Nov 13, 2017  •  Post A Comment

A writer who became one of the country’s most famous gossip columnists, earning the nickname “the Grand Dame of Dish,” has died. The New York Daily News reports that Liz Smith, who wrote a column for the paper from 1976 to 1991, died Sunday in New York.

Smith, 94, reportedly died of natural causes.

Smith’s many scoops included her coverage of “the front-page divorce between a real estate mogul named Donald Trump and his first wife, Ivana,” the Daily News reports. “Not only did Smith spend three months covering the public split, but she also took sides.”

Smith wrote of Ivana Trump at the time: “She still wants to be his wife. But the bottom line is, she won’t give up her self-respect to do it.

“Intimates say she had every chance to continue being Mrs.
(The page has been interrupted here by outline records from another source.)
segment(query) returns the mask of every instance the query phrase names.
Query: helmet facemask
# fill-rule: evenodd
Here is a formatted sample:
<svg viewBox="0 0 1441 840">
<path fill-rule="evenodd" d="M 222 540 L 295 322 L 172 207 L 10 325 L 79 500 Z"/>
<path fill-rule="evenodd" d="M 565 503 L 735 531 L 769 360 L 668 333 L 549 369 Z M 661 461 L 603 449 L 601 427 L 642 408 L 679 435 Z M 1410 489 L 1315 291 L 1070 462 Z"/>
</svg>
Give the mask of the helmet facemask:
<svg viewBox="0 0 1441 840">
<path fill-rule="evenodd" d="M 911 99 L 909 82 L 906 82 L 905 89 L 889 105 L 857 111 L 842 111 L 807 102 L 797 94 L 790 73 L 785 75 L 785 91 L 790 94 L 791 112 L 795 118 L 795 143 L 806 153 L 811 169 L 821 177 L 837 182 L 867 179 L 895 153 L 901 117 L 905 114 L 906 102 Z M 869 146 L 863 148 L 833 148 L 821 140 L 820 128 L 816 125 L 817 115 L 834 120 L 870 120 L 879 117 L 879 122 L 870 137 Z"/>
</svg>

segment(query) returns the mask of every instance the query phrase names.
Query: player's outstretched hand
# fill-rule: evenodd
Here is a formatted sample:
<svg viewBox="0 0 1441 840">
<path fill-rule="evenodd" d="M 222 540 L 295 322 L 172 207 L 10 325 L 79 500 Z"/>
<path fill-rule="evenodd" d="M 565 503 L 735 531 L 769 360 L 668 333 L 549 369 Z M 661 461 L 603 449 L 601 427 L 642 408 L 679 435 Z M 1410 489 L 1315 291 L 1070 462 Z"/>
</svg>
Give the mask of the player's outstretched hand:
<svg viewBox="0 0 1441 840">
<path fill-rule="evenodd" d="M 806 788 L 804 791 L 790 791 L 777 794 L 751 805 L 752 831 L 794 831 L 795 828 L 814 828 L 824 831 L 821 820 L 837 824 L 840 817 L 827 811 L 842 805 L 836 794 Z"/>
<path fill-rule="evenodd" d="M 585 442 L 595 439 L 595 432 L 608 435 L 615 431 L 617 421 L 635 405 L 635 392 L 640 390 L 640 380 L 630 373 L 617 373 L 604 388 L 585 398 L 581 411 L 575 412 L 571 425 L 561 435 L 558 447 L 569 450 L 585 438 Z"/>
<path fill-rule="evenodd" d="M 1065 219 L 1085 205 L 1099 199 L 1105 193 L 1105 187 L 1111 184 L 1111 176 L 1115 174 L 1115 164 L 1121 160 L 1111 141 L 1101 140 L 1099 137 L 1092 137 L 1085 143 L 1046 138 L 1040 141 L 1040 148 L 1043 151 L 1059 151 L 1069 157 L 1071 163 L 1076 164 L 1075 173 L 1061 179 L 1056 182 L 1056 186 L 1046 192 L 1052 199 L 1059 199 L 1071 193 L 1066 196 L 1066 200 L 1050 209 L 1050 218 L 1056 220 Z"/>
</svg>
Trump by allowing her husband to live in an open marriage.”

Donald Trump was reportedly unhappy with the coverage, with The New York Times reporting earlier this year that Trump once threatened to buy the Daily News so he could fire Smith.

“Known as the ‘Grand Dame of Dish,’ Smith graduated from the University of Texas and moved to the city with two suitcases and $50 in her pocket,” the Daily News reports. “She began her journalism career as a CBS Radio news producer for Mike Wallace before starting as a ghost writer for the Hearst gossip column Cholly Knickerbocker in the late 1950s.”

Smith also worked for Cosmopolitan and Sports Illustrated before landing at the Daily News.